I’ve been googling this for a while now but found no solution. OK I have 2 tables that look like this:
Table "main":
client_email | client_name |
---|---|
[email protected] | Peter Pan |
[email protected] | Paul Smith |
Table "registered":
client_email | client_name |
---|---|
[email protected] | James Bond |
[email protected] | Paul Smith |
Now some clients from table "main" will be in table "registered" but not all of them. Also there may be some clients who are in table "registered" but not in table "main". And lastly, the same client (email) may be multiple times in table main but only once in table registered.

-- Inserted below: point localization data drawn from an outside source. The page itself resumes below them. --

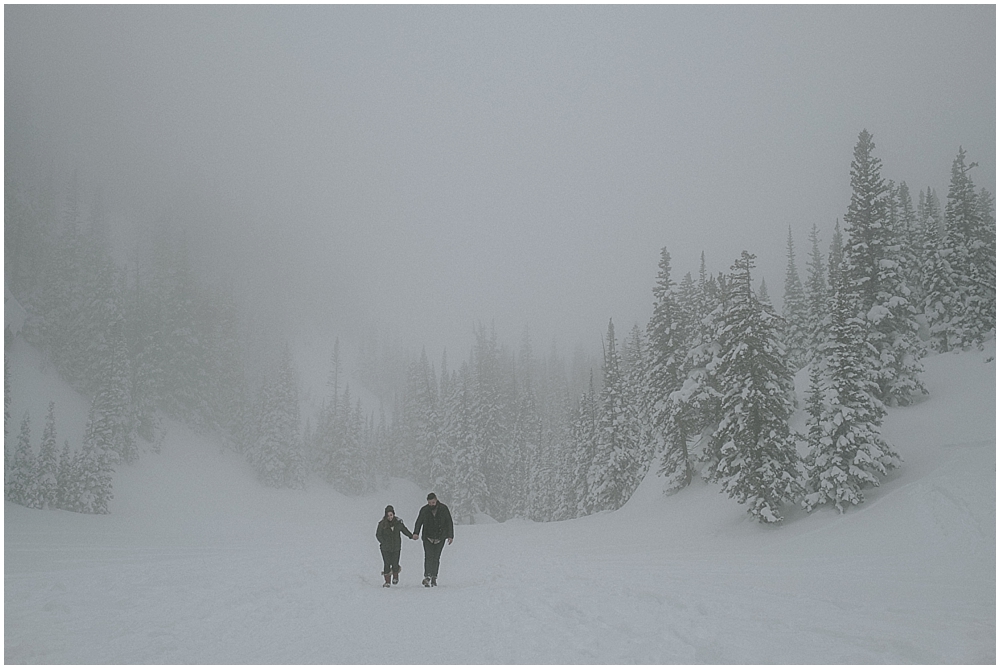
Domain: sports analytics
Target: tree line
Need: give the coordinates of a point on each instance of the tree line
(704, 389)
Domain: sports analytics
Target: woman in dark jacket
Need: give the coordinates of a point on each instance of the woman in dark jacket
(389, 543)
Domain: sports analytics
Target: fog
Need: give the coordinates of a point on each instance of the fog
(428, 168)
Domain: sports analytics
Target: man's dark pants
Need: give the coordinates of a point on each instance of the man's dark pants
(432, 557)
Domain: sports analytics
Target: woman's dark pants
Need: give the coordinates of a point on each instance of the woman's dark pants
(390, 562)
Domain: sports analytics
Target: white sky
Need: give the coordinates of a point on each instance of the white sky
(432, 166)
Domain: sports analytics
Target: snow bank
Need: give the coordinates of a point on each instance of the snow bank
(200, 564)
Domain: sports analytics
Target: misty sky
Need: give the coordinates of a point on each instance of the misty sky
(433, 166)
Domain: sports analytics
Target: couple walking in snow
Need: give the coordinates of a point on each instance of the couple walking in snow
(435, 521)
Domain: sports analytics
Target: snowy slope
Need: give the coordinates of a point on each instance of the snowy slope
(199, 564)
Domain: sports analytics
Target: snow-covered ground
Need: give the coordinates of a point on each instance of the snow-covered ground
(197, 563)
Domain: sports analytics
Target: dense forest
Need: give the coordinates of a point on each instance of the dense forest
(704, 389)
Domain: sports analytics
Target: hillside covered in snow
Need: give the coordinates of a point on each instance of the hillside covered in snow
(199, 563)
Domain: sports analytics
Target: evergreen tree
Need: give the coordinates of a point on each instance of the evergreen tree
(668, 340)
(584, 432)
(277, 452)
(817, 295)
(469, 492)
(48, 463)
(615, 469)
(95, 465)
(795, 311)
(68, 491)
(874, 280)
(850, 454)
(489, 418)
(758, 463)
(964, 243)
(937, 281)
(836, 258)
(21, 486)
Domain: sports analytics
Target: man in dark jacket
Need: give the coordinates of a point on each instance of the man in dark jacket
(435, 520)
(390, 544)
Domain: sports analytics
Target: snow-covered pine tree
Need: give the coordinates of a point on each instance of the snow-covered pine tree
(615, 469)
(795, 311)
(21, 486)
(113, 407)
(817, 296)
(48, 463)
(961, 231)
(814, 414)
(850, 454)
(550, 475)
(874, 280)
(635, 372)
(469, 488)
(490, 420)
(984, 268)
(276, 452)
(758, 463)
(937, 281)
(836, 257)
(68, 478)
(96, 464)
(584, 432)
(669, 337)
(699, 398)
(525, 444)
(906, 229)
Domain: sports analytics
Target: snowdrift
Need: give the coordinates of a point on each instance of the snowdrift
(199, 564)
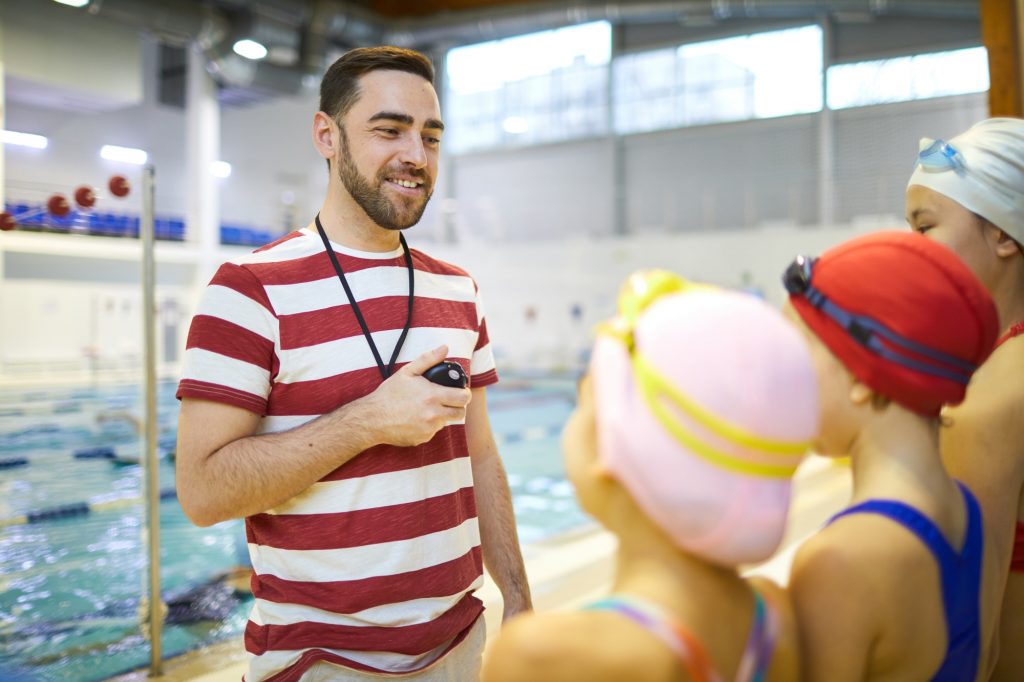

Now what I want to do is a query that finds me all UNIQUE emails from both tables and the corresponding names (I don’t care from which table).
I have tried:
SELECT client_email,client_name
FROM `main`
UNION
SELECT client_email,client_name
FROM `registered`
ORDER BY client_email ASC;
but this yielded duplicate emails as it not just looks for unique emails but entries where BOTH the email and client name are unique. So having the client name spelled just slightly different in one entry (e.g., with a hyphen or accent, etc.) will result in that email being collected more than once. I can get it to work on a single table using the GROUP BY(client_email) but I can’t figure out how to collect all unique emails from 2 or more tables.
2
Answers
perhaps wrap your query and group_concat name https://dbfiddle.uk/DSWlTERj
The sub query will dedupe on email and name and the outer query will list all the names associated with an email.
You can group by client_email and take any client_name, if there several clients with this email.
Possible use UNION … segment of subquery several times, how many tables do you have.
See example
If you can see client_name doubles for email, add column count().
And HAVING count()>1 for filter doubles.